Social support and spirituality. Not surprisingly, nurses with religious or social support experienced fewer dips in empathy, depersonalization and emotional exhaustion.

The study also identified signs and symptoms of burnout that nurses should monitor themselves for, which included boredom, depression, fatigue, frustration, gastrointestinal distress, frequent headaches, insomnia, low morale, weight loss, increased absences and deterioration in their relationships with physicians and patients.

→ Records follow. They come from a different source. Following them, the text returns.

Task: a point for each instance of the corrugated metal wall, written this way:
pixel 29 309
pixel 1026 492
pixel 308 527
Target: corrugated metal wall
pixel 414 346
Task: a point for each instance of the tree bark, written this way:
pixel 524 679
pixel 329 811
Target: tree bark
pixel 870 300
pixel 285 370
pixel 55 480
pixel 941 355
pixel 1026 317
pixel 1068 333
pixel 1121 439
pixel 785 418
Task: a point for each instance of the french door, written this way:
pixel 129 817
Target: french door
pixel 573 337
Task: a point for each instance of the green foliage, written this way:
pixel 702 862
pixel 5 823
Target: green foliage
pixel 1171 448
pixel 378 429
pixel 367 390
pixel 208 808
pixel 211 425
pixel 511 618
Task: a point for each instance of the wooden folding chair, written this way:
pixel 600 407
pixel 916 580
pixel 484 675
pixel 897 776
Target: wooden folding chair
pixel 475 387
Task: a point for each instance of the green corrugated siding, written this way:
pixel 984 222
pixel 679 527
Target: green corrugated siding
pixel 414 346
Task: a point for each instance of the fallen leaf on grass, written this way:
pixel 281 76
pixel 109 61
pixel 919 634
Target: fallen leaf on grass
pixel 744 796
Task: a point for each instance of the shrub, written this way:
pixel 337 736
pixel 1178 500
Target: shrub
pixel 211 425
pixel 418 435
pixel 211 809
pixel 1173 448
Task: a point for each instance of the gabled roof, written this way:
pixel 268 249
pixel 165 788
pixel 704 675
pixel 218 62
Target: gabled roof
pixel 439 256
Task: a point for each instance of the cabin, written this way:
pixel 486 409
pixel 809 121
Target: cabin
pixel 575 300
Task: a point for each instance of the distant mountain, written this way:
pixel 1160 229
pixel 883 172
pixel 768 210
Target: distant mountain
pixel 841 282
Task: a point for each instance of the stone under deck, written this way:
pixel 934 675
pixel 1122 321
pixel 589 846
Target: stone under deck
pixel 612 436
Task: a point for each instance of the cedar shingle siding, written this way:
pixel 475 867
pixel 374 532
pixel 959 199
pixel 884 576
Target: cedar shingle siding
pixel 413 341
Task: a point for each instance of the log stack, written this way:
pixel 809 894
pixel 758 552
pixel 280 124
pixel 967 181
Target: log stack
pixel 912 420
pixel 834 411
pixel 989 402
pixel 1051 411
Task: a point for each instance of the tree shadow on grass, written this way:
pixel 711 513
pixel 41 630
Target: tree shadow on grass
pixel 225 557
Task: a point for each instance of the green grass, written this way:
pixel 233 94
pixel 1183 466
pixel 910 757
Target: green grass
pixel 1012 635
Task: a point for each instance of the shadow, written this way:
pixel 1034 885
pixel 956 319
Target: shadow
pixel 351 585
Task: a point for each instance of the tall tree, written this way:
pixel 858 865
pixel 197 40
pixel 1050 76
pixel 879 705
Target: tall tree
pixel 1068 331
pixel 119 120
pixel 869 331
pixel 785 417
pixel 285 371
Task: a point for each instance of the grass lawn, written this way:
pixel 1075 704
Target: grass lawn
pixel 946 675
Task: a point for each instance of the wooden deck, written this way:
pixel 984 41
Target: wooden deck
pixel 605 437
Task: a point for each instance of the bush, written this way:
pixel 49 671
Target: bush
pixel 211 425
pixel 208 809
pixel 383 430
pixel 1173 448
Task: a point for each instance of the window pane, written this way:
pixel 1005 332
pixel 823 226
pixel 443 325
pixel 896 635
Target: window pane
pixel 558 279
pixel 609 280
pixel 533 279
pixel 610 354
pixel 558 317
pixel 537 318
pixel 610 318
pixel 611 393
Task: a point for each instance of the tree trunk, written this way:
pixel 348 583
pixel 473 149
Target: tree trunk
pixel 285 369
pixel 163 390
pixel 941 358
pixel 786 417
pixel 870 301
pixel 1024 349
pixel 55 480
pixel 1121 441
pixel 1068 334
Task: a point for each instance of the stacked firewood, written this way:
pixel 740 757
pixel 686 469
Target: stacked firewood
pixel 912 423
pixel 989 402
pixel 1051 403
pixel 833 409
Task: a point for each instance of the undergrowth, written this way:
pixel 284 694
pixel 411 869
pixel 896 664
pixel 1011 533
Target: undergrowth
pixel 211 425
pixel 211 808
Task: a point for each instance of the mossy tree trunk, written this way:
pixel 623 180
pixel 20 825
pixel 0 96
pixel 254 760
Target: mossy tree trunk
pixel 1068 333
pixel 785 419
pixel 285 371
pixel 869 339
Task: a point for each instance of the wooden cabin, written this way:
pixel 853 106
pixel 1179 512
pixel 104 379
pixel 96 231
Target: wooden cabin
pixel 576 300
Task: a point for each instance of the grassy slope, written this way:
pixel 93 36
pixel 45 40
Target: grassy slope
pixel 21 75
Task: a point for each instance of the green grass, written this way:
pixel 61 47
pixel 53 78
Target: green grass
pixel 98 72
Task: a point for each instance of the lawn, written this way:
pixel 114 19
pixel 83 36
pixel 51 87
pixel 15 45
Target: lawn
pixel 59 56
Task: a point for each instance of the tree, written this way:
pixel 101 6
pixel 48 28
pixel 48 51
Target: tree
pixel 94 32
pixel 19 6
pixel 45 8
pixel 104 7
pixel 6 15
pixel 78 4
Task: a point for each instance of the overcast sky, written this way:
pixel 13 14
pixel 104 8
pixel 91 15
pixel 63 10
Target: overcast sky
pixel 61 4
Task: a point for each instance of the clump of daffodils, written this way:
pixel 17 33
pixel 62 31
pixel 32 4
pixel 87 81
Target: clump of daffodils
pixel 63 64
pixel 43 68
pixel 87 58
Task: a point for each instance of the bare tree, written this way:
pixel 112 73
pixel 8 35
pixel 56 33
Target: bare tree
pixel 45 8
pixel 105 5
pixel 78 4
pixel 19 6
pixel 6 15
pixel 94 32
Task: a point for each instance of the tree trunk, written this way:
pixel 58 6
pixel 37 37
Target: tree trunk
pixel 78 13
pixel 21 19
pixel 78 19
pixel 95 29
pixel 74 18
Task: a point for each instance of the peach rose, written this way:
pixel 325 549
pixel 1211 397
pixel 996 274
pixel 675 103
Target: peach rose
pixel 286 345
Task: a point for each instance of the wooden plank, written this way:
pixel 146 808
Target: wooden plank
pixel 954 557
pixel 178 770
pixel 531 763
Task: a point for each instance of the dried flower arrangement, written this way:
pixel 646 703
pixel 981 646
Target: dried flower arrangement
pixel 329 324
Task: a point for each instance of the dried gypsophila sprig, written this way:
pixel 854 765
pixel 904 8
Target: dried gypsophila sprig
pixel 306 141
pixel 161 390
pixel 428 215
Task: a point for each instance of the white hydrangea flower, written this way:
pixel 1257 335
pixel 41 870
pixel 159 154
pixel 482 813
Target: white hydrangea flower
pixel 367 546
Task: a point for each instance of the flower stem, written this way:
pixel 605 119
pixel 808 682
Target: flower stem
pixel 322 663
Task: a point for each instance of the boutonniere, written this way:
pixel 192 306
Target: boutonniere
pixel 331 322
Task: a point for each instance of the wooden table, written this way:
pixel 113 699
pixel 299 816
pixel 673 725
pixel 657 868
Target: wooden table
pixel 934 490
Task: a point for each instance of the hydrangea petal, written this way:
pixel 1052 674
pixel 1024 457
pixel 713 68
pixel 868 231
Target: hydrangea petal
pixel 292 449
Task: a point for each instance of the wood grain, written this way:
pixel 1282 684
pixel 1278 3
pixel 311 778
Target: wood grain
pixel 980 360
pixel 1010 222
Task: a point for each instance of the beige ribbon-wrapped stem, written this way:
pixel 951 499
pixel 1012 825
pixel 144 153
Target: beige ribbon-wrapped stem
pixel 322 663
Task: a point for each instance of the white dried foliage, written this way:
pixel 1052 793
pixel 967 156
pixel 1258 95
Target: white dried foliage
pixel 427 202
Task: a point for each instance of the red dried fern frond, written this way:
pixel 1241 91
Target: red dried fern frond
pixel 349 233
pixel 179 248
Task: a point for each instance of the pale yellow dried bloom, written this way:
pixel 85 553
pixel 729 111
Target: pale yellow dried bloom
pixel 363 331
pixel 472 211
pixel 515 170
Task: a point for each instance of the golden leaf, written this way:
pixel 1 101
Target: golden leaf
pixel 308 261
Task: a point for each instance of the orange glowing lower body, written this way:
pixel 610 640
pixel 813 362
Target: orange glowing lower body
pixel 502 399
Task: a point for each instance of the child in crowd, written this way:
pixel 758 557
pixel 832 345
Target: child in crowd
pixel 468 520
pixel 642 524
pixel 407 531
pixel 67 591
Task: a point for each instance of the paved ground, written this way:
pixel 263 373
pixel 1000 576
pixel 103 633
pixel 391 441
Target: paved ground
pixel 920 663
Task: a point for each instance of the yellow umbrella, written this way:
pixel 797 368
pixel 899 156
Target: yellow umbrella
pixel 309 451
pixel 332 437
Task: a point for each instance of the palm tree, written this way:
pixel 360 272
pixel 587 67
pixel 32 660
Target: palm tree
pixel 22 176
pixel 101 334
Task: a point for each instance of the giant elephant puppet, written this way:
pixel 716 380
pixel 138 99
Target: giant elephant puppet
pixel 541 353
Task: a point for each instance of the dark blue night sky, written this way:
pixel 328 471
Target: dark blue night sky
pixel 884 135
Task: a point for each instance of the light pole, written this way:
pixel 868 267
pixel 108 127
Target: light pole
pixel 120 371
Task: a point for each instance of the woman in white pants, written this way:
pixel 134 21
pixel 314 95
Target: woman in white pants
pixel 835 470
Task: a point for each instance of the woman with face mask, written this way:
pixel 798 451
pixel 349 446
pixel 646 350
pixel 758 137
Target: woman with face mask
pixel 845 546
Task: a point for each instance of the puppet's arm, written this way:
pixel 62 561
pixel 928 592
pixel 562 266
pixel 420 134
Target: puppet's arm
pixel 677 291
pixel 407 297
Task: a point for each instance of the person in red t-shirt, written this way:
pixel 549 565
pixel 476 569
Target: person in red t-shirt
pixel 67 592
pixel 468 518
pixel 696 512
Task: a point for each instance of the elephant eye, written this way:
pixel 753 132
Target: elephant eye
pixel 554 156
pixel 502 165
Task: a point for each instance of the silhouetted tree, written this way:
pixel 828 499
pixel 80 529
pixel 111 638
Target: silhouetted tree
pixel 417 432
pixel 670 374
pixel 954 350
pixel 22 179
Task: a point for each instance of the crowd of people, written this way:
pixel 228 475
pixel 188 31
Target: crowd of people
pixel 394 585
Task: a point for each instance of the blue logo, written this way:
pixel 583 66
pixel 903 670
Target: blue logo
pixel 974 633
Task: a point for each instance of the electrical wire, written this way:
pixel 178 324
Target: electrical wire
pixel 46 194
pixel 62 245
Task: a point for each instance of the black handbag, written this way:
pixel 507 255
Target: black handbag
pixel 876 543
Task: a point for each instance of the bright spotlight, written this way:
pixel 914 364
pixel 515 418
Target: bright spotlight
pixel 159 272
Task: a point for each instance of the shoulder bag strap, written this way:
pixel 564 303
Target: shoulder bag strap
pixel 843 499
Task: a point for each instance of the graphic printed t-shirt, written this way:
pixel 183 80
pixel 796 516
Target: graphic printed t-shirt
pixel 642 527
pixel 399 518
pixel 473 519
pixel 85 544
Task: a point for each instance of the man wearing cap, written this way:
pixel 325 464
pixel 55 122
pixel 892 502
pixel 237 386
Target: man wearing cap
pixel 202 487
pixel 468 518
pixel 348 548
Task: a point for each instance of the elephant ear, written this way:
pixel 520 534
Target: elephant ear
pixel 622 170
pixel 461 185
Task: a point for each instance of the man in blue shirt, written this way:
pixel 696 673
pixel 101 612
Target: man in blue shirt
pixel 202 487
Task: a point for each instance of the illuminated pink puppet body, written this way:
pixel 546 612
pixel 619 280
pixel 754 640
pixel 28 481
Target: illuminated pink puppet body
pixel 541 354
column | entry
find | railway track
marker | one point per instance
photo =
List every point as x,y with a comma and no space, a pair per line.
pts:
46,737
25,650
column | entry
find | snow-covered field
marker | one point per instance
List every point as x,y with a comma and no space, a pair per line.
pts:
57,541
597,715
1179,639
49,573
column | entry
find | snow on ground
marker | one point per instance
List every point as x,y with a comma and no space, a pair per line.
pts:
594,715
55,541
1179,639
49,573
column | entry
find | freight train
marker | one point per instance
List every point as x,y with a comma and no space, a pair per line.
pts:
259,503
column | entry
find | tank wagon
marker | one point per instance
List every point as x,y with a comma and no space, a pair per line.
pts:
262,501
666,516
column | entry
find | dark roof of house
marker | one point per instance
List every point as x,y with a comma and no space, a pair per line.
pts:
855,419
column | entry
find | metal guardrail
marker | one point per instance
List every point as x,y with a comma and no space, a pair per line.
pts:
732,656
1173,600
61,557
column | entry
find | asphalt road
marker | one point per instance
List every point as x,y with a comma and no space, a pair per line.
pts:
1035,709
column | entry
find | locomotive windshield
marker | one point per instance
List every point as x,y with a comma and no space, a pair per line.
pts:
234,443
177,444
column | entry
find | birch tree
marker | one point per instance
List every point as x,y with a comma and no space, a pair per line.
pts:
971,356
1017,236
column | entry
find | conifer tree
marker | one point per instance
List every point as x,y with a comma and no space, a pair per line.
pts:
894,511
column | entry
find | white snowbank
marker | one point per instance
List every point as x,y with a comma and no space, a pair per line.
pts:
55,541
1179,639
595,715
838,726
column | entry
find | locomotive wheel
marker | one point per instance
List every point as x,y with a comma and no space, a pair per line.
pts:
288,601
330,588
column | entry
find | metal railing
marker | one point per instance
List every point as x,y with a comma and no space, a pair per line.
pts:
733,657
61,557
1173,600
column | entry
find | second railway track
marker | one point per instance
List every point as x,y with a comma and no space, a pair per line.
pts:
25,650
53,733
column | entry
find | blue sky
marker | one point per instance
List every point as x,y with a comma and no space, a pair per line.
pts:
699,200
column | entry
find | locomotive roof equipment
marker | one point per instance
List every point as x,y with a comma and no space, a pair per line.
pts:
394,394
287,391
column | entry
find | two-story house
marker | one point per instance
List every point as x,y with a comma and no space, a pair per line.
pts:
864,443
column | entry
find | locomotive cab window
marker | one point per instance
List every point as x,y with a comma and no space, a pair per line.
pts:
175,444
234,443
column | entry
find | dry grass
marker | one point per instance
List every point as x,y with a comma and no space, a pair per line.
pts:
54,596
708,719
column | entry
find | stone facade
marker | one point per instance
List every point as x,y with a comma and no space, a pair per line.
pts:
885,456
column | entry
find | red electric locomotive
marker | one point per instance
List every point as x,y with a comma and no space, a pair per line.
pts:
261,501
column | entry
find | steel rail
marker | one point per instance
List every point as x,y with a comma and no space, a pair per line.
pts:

Early detection was identified as key to preventing long-term effects of burnout and compassion fatigue. Simple alterations in lifestyle may best minimize the risk to oncology nurses and empower them to maintain balance in their work and personal lives as they are caring for vulnerable cancer patients. The Kettering study suggested the following lifestyle management tools:

– Monitoring and identifying early symptoms
– Good nutrition
– Spirituality, meditation and time in nature
– Grieving losses
– Reducing the amount of overtime worked
– Exercise or participation in sports
– Keeping a sense of humor
– Consulting with experts if symptoms increase
– Peer support, including discussion of coping strategies

Although originally developed as a coping mechanism for physicians, a technique of identifying and working with emotions may also prove beneficial to oncology nurses. This technique involves identifying the conditions under which the emotion arose, naming and accepting the emotion, identifying its source, stepping back to gain perspective in the situation, identifying behaviors that resulted from the emotion, considering implications and behaviors and then developing patient outcomes in response to different behaviors.

Organizations that expect perfection in nursing care also contribute to a higher degree of burnout, especially when standardized care and efficiency is expected. Institutions that empower the oncology nursing staff through educational interventions, emotional support and improved communication can reduce the burnout and compassion fatigue so common to caregivers of cancer patients and their families.